Ein funktionsfähiges digitales ID könnte die Suche nach Dokumenten beim Eröffnen von Bankkonten oder beim Kauf eines Hauses vermeiden und Identitätsdiebstahl verhindern. Befürworter argumentieren, dass ein nationales Identitätssystem auch helfen könnte, die „kleinen Boot“-Migranten zu reduzieren, die den Ärmelkanal überqueren. Anekdotische Beweise legen nahe, dass einer der Hauptanreize des Vereinigten Königreichs die Wahrnehmung ist, dass das Fehlen von ID-Karten es einfacher macht, in der Schattenwirtschaft zu verschwinden als in vielen europäischen Ländern. Die Anforderung eines E-ID für den Zugang zu Leistungen und Wohnraum könnte eine Abschreckung für nicht dokumentierte Migranten und Menschenschmuggler sein.
Es gibt viele Gründe zur Vorsicht. Die richtige Technologie ist entscheidend, angesichts der Sensibilität in Bezug auf den Datenschutz und der Gefahren von Hacking und Cyberangriffen. Großbritannien hat eine traurige Bilanz im Bereich der IT im öffentlichen Sektor — denken Sie an den Post Office Horizon-Skandal. Einige Labour-Insider argumentieren, dass ein digitaler ID-Plan zu komplex ist und politisch zu giftig ist, um die Herausforderung des Wiederaufbaus bereits überdehnter und finanzschwacher Dienste hinzuzufügen. Einige sind durch den Ruf geschädigt, der ein nach dem 11. September eingeführtes nationales Identitätssystem ruinierte, das von der Blair-Regierung in wirtschaftlich wesentlich günstigeren Zeiten eingeführt wurde.

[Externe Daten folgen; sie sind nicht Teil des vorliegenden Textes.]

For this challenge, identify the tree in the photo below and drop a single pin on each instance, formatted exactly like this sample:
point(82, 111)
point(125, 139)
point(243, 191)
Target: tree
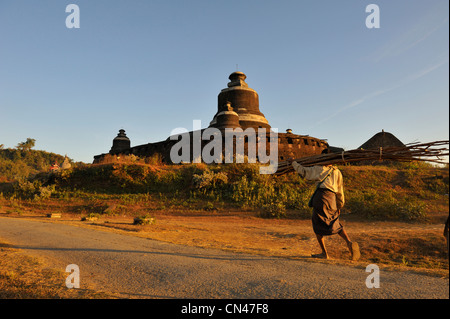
point(27, 145)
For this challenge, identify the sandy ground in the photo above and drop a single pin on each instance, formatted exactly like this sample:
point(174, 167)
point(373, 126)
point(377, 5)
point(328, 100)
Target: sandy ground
point(399, 245)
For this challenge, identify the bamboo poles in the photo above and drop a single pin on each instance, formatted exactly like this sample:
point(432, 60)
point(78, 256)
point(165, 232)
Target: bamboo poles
point(430, 152)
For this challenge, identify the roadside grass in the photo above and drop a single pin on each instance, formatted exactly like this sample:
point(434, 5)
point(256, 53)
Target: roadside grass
point(26, 277)
point(232, 207)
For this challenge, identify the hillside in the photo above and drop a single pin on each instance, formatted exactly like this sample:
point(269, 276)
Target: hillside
point(395, 212)
point(17, 164)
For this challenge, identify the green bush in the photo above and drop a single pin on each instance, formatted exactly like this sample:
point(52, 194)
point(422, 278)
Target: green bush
point(386, 205)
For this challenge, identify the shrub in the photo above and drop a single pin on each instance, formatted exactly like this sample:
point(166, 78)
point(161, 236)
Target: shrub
point(385, 205)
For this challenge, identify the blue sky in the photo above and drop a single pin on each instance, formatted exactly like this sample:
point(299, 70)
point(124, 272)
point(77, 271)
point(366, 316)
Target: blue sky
point(152, 66)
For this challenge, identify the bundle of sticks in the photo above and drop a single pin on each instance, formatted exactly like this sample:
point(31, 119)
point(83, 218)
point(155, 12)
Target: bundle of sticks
point(430, 152)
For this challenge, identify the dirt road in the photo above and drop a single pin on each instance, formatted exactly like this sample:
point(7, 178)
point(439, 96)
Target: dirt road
point(141, 268)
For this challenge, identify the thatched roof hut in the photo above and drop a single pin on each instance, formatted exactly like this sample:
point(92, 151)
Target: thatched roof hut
point(382, 139)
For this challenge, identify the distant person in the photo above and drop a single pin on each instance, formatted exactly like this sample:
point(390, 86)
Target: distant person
point(327, 201)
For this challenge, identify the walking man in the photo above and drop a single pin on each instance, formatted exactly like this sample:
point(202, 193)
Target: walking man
point(326, 202)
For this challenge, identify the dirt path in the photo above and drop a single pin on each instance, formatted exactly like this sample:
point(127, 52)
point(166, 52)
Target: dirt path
point(137, 267)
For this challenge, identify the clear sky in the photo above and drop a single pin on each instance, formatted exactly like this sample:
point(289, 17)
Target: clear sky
point(152, 66)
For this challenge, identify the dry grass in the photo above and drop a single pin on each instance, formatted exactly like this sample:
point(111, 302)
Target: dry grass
point(25, 277)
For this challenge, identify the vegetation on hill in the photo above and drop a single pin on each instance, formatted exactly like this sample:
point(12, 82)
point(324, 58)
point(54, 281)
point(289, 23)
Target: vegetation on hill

Aber es gibt viele funktionierende Systeme anderswo, von denen Großbritannien lernen oder kopieren könnte. Viel IT im öffentlichen Dienst ist so veraltet, dass es sich lohnt, zu Technologien der nächsten Generation zu springen, wie Estland es in den 1990er Jahren getan hat. Datenschutzargumente haben weniger Gewicht, wenn die meisten Erwachsenen bereitwillig Smartphones mit Apps tragen, die alles verfolgen können, von der Anzahl der Schritte bis hin zu der Farbe der gekauften Socken.
Obwohl der Widerstand noch laut ist, fand eine YouGov-Umfrage im letzten Jahr heraus, dass mehr als die Hälfte der britischen Erwachsenen verpflichtende ID-Karten unterstützen. Ein britisches E-ID würde Debatte und Konsultation erfordern. Es wäre nicht einfach. Aber wenn Großbritannien wirklich einen modernen Staat will, ist es eine Idee, deren Zeit gekommen ist.